Va pronunciata con la ò larga (‘a sòrve). Se invece si usa la ó stretta (‘u sórve) il significato, al maschile, cambia!: il sughero.
“Il Sorbo (Sorbus domestica) è un albero della famiglia delle Rosacee, che cresce anche spontaneo ai margini dei boschi nei Paesi del Bacino del Mediterraneo
Di questa specie esistono due varietà: una con frutti piriformi (simili a piccole pere), e l’altra con frutti rotondi (simili a piccole mele). I frutti di questa specie venivano in passato usati a scopo alimentare, ma oggi non vengono quasi più consumati. I frutti del sorbo sono chiamati sorbe o sorbole e hanno la particolarità di completare la maturazione dopo la raccolta, pertanto vanno conservati e lasciati maturare ulteriormente finché “ammezziscono”, cioè diventano morbidi e saporiti.”
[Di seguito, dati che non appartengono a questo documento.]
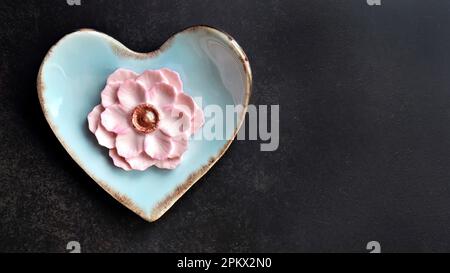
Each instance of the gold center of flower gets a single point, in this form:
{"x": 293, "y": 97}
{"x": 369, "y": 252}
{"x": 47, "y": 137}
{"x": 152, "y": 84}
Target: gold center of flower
{"x": 145, "y": 118}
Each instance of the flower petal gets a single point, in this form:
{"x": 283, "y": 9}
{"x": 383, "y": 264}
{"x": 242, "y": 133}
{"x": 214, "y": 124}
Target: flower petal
{"x": 104, "y": 137}
{"x": 130, "y": 144}
{"x": 173, "y": 78}
{"x": 186, "y": 102}
{"x": 141, "y": 162}
{"x": 174, "y": 122}
{"x": 115, "y": 119}
{"x": 94, "y": 117}
{"x": 169, "y": 163}
{"x": 150, "y": 78}
{"x": 161, "y": 94}
{"x": 118, "y": 160}
{"x": 158, "y": 145}
{"x": 121, "y": 75}
{"x": 109, "y": 94}
{"x": 130, "y": 95}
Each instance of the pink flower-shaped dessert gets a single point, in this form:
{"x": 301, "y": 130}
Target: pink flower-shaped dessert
{"x": 145, "y": 119}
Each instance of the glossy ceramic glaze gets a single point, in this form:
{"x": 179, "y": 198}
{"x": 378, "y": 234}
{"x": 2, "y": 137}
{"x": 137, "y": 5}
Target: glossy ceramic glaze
{"x": 213, "y": 68}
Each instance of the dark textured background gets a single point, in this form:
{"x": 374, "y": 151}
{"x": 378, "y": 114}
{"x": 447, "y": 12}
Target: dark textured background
{"x": 364, "y": 125}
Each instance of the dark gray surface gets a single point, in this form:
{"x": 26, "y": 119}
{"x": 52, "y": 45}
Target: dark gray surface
{"x": 364, "y": 121}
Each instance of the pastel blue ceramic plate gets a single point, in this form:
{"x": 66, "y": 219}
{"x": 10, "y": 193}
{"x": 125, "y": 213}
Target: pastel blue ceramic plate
{"x": 212, "y": 66}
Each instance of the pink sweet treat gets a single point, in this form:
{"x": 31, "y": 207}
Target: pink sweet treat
{"x": 145, "y": 119}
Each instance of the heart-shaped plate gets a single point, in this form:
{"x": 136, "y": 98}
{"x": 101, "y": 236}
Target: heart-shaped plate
{"x": 212, "y": 66}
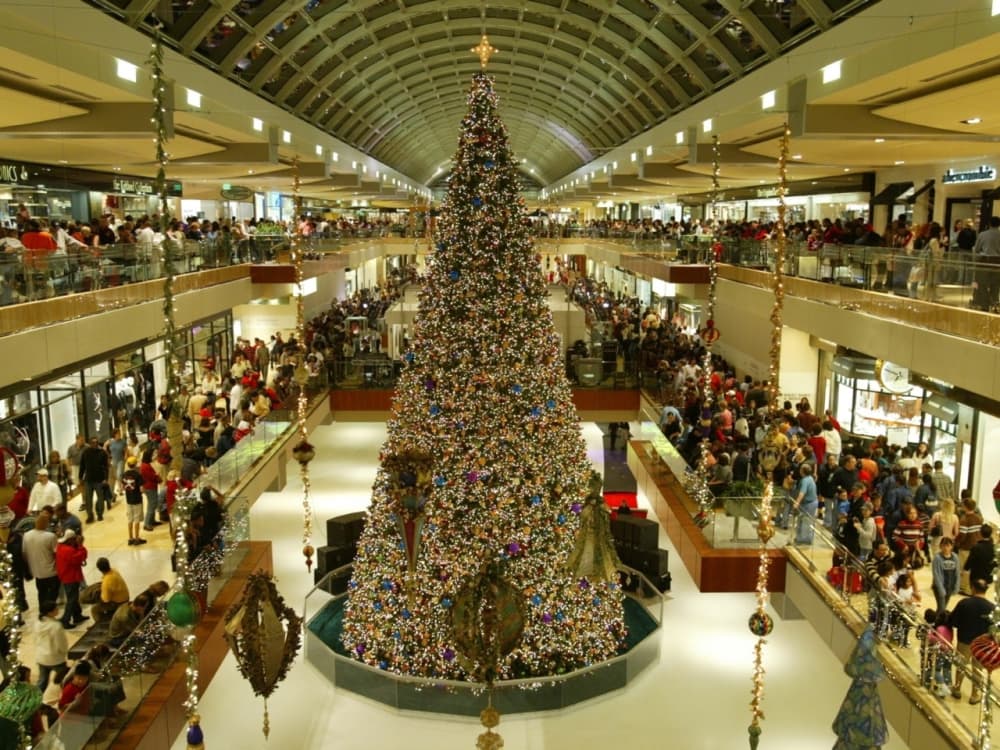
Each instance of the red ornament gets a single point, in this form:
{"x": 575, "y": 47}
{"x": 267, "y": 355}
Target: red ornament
{"x": 986, "y": 651}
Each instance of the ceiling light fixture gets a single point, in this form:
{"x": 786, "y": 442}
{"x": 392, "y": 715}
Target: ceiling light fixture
{"x": 126, "y": 70}
{"x": 832, "y": 71}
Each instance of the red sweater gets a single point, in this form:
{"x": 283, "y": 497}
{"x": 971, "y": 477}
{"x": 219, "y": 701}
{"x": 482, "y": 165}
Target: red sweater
{"x": 70, "y": 559}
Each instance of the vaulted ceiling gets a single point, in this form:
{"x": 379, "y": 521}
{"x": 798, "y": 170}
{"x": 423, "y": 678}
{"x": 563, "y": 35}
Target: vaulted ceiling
{"x": 576, "y": 78}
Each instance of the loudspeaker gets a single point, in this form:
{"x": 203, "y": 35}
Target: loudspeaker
{"x": 345, "y": 530}
{"x": 329, "y": 558}
{"x": 336, "y": 584}
{"x": 652, "y": 563}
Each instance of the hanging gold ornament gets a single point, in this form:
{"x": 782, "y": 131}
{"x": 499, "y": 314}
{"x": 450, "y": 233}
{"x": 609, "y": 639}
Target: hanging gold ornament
{"x": 264, "y": 635}
{"x": 770, "y": 455}
{"x": 594, "y": 554}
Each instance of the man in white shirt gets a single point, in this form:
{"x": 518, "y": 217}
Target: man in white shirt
{"x": 43, "y": 493}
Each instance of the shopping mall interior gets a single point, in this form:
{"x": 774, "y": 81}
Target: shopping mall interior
{"x": 640, "y": 129}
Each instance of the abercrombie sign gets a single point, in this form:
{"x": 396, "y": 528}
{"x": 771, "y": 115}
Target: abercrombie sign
{"x": 13, "y": 173}
{"x": 981, "y": 174}
{"x": 132, "y": 187}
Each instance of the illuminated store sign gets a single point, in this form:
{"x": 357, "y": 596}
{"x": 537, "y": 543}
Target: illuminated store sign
{"x": 980, "y": 174}
{"x": 132, "y": 187}
{"x": 13, "y": 173}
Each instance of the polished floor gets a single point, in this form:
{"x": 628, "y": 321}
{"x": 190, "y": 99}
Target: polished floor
{"x": 696, "y": 697}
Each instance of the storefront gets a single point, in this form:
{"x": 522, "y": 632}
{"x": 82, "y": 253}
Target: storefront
{"x": 120, "y": 391}
{"x": 845, "y": 197}
{"x": 42, "y": 189}
{"x": 872, "y": 397}
{"x": 61, "y": 193}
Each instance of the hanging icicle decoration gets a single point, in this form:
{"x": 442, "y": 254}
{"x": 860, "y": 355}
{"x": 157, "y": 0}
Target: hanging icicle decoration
{"x": 303, "y": 451}
{"x": 761, "y": 624}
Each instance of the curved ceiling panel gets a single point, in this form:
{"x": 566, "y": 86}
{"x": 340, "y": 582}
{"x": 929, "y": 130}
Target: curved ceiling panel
{"x": 575, "y": 77}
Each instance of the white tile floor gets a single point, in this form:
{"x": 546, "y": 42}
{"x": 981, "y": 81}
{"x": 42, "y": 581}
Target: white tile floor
{"x": 696, "y": 698}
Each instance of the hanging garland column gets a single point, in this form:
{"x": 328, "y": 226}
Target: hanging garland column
{"x": 709, "y": 335}
{"x": 761, "y": 624}
{"x": 303, "y": 451}
{"x": 183, "y": 609}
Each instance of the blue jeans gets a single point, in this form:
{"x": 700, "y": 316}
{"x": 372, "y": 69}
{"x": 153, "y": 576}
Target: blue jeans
{"x": 45, "y": 672}
{"x": 152, "y": 503}
{"x": 89, "y": 488}
{"x": 807, "y": 515}
{"x": 72, "y": 612}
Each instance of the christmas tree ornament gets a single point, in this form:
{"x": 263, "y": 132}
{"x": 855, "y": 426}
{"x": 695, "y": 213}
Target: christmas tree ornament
{"x": 770, "y": 451}
{"x": 860, "y": 723}
{"x": 594, "y": 553}
{"x": 491, "y": 446}
{"x": 264, "y": 635}
{"x": 195, "y": 737}
{"x": 183, "y": 609}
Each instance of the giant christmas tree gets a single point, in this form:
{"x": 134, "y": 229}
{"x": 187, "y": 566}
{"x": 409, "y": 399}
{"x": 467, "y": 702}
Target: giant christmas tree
{"x": 484, "y": 471}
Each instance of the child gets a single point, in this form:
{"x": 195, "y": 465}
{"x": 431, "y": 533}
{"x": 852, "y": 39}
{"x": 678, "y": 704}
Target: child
{"x": 940, "y": 647}
{"x": 867, "y": 531}
{"x": 907, "y": 597}
{"x": 52, "y": 646}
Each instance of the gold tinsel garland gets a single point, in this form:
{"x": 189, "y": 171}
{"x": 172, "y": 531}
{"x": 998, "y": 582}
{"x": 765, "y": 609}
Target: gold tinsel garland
{"x": 761, "y": 624}
{"x": 303, "y": 451}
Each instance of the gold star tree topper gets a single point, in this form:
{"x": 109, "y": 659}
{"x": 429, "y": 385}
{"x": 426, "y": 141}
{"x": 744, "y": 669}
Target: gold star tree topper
{"x": 484, "y": 50}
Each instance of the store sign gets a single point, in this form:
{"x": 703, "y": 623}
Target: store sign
{"x": 980, "y": 174}
{"x": 13, "y": 173}
{"x": 236, "y": 192}
{"x": 122, "y": 186}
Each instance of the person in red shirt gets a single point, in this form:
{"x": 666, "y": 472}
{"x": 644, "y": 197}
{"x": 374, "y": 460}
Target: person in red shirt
{"x": 71, "y": 556}
{"x": 76, "y": 695}
{"x": 39, "y": 245}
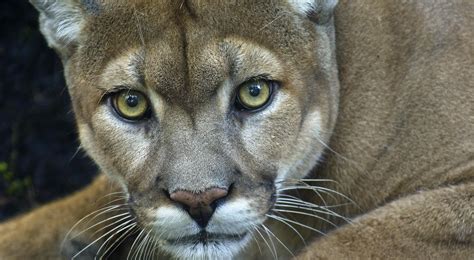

Fin qui quello che riporta Wikipedia, testo e foto.
È opportuno aggiungere la solita nota fonetica. Diciamo sòrve, o anche sòreve perché, con retaggio del dominio spagnolo che ha lasciato tracce anche nella lingua parlata, la b e la v si pronunciano allo stesso modo. Esempi?: vràzze, varvjire, àreve = braccio, barbiere, albero.
Come è ormai consuetudine, inserisco un ricordo personale legato all’argomento trattato. Scendeva periodicamenmte dalla montagna un tizio che vendeva capperi, corbezzoli e sorbe, a seconda della stagione.
Lanciava il suo grido con voce squillante e possente. Chjapparììììììne! Mbriachèèèèèlle. Ca tènghe li sòòòòòrve! . Poi, inaspettatamente in italiano, gridava: “comprateli che sono buoni!”